In the current New Yorker, James Surowiecki writes:
The bailout of the auto industry, after all, was as unpopular as the bailout of the banks, even though it was much tougher on the companies (G.M. and Chrysler went bankrupt; shareholders were wiped out, and C.E.O.s pushed out), and even though the biggest beneficiaries of the deal were ordinary autoworkers. You might have expected a deal that helped workers keep their jobs to play well in a country spooked by ballooning unemployment. Yet most voters hated it.
Yes, rewarding failure doesn’t play well. The voters were right. The same money that was used to give a few giant companies a second (or third) chance could have been used to give many thousands of very small companies a first chance. It could have been used to help many thousands of people start new small businesses (often one-person businesses) or keep their new small business afloat. All those small businesses would have provided plenty of jobs. and they would have had a far more promising future, far more room for growth, than the Big Three, being both far more diverse and having not already failed.
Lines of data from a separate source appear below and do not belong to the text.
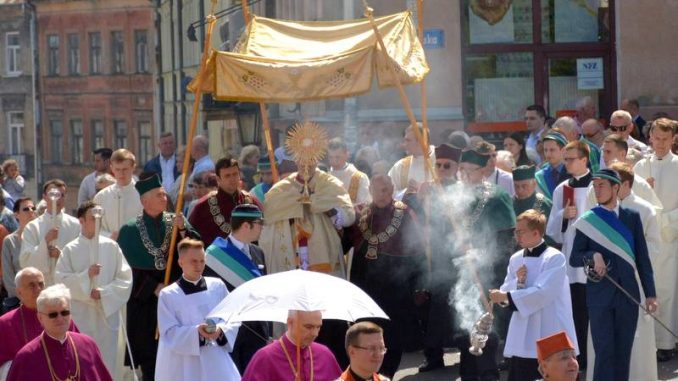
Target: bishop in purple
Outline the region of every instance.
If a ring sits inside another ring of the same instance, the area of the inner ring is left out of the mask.
[[[45,288],[45,278],[35,267],[26,267],[16,274],[16,293],[21,306],[0,316],[0,379],[3,370],[9,370],[17,352],[29,341],[42,333],[42,326],[38,321],[36,300]],[[70,331],[78,332],[78,328],[71,320]]]
[[[320,311],[290,311],[287,332],[254,354],[242,381],[326,381],[339,378],[341,368],[332,352],[314,342],[321,326]],[[297,361],[297,345],[301,361]]]
[[[63,284],[44,289],[37,299],[44,331],[16,354],[8,381],[113,381],[94,340],[71,326],[71,294]]]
The many thousands of people who wanted to start small businesses were unable to get together and make themselves visible, so the failure of government to help them went unnoticed. Their diversity was economic strength but political weakness.
It’ isn’t surprising things happened as they did — the Big Three (not to mention Wall Street) were bailed out, small businesses were ignored — but it is an indication of how poorly our economy is managed in the most basic ways. I’m not even an economist and I understand this simple point. Bernanke and Summers do not.
It’s easy for me to understand because the same thing happens in science. Government support of research is a good idea, but the money is misspent, in the same way. Grant support goes to a few large projects — generally to people who have already failed (to do anything useful) — rather than to a large number of small projects that haven’t yet failed. The way to support innovation is to place many small bets not a few big ones. That’s one thing I learned from self-experimentation, which allowed me to place many small bets.
There are a billion small businesses in india, and 100 million in Nigeria. What products are small businesses going to create that could compensate for the destruction of our industrial base?
Vic, I don’t think that propping up the Big Three for a few years or even ten years going to save American manufacturing. All manufacturing is much larger than those three companies. The book In Praise of Hard Industries lamented the loss of American manufacturing expertise long before GM went bankrupt. As for small businesses, all sorts of businesses that are now big (such as Google) were both small and hard to imagine 10 years ago. There’s a reason that people move to Silicon Valley to start businesses rather than to India or Nigeria: the prospects for those new businesses are better here. If you mean that large businesses are the sign of a rich country, you’re obviously right — but I’m sure that those large businesses were once small. The rich country is rich because it provided an environment that allowed small companies to flourish.